One striking aspect of the 1914 Commencement was the seemingly low number of graduates, even considering total enrollment at the time was barely over 1,000. Fewer than 100 bachelor’s degrees were awarded.
It’s instructive to remember that continuing through college and gaining a degree was far from a given once a student stepped onto a campus. Numerous students, at Notre Dame and elsewhere, had their college work interrupted by financial stress, family situations, military service, and the prospect of work that didn’t require a college degree.
In Rockne’s case, a deciding point came two years earlier, in May of 1912, as he was nearing completion of his sophomore year at Notre Dame. Word came from home that his father, Lars, had died suddenly. 24-year-old Knute packed his grip, left campus, and assumed it was for good. Certainly, he assumed, he would need to stay home in Chicago and help provide for his mother and four sisters.
It was then that his two older sisters stepped forward and insisted Knute continue his education; they would enter the work force (echoing a new social trend in the country) and keep the household going. Shortly after the funeral, Knute returned to the campus that would be his home the rest of his life.
The 70th commencement of the University of Notre Dame opened on Saturday evening, June 13, 1914, when the Honorable Eli Watson, former U.S. congressman from Indiana, “delivered a powerful and eloquent oration” decrying the perceived ills of socialism. At Monday evening’s final exercises, the commencement speaker, U.S. Sen. Joseph E. Ransdell of Louisiana, spoke at great length, and with great force, about the scourge of divorce in American society.

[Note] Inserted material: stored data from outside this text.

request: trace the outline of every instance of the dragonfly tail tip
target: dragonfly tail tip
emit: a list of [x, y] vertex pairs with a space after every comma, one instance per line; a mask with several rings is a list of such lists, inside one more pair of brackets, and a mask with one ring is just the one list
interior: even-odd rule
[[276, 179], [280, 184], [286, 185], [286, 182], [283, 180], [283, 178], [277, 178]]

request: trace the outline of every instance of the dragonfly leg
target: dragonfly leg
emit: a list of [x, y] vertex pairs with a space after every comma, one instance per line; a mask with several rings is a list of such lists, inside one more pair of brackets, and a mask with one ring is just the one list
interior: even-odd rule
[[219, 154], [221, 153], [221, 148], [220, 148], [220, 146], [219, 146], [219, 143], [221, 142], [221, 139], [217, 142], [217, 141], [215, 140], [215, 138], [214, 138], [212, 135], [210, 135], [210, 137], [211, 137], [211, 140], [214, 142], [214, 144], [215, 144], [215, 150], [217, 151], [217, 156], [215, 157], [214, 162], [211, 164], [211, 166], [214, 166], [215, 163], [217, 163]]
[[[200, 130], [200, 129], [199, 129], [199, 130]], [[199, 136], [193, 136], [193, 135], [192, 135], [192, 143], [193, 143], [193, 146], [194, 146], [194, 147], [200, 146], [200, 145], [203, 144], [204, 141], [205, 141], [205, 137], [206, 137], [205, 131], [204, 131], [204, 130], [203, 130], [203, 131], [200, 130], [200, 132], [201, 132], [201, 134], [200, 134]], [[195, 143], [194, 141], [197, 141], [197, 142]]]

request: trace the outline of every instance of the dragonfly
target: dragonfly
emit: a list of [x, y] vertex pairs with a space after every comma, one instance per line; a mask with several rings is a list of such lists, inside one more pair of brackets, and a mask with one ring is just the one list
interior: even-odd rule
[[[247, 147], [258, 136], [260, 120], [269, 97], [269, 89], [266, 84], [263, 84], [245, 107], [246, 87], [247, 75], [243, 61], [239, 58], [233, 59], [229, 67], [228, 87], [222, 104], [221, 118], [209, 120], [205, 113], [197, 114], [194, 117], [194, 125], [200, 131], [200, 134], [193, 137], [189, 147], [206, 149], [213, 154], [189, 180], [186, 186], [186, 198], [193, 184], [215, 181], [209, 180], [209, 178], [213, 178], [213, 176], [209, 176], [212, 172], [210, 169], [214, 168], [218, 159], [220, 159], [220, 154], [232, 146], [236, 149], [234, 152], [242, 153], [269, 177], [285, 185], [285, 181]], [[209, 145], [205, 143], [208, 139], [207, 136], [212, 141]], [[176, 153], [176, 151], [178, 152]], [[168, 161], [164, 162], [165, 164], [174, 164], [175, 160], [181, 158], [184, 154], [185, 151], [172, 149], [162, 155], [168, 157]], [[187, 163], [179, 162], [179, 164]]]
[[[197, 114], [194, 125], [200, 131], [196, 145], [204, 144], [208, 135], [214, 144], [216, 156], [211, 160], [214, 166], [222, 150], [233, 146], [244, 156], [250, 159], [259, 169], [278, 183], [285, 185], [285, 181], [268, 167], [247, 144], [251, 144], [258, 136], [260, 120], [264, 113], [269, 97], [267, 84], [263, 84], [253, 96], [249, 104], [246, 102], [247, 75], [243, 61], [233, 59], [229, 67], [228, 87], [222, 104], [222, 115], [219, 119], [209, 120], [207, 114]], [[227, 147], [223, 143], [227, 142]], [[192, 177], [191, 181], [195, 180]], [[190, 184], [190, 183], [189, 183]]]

A more positive tone was struck in between, at Sunday morning’s Baccalaureate Mass. “At 7:55,” the Scholastic reported, “the academic procession, composed of the graduating class in cap and gown, faculty in their professorial robes, and clergy in surplice and biretta, formed in the corridor of the Administration building and moved slowly through the east wing of the University Chapel where Solemn Mass was celebrated.”
The Rev. Francis H. Gavisk of Indianapolis delivered the baccalaureate sermon, which the Scholastic noted for “the excellence of his address, its practical character, and significant appropriateness.”
At one point, Father Gavisk intoned:
“See how social service can be ennobled by Christian motives of action. The Catholic young man should, moreover, recognize his debt of gratitude to all that went before him, to his parents, to his teachers, to his University, to his community – all the complex factors that have made his opportunities possible. He is the heir of the accumulated treasure of public good that has been amassed for him, and his ambition should be to add to that store all that he can to make for better civil, social and religious life. This is the true public spirit. All perhaps can not take a leading part in public life in the commonwealth and in the Church, but all should have the spirit of public service, to make the world in which he lives a little better for his having been in it, to make the Kingdom of God in his own environment all the stronger and more glorious for his part in it. No man worthy of the day can sit idly by and be self-centered in his own private interests. The truest ambition is so to employ life as to be of the greatest service to others.”
We can envision 26-year-old Knute Kenneth Rockne, who came to Notre Dame four years earlier, self-conscious as “the lone Norse Protestant,” taking in the words of Father Gavisk, his invitation “to employ life as to be of the greatest service to others.” Rockne had certainly made the most out of his opportunities in four years on campus – as a scholar and athlete, a musician, a thespian, a leader, and an all-around good fellow.
In the years to come, starting in the fall of 1914, when Rockne began his teaching and coaching career as assistant football coach, head track coach and chemistry instructor in Notre Dame’s prep school, this special son of Notre Dame would teach, guide, and lead hundreds, then thousands, then millions as a disciple for the good and proper role of athletics in the American academy and national culture.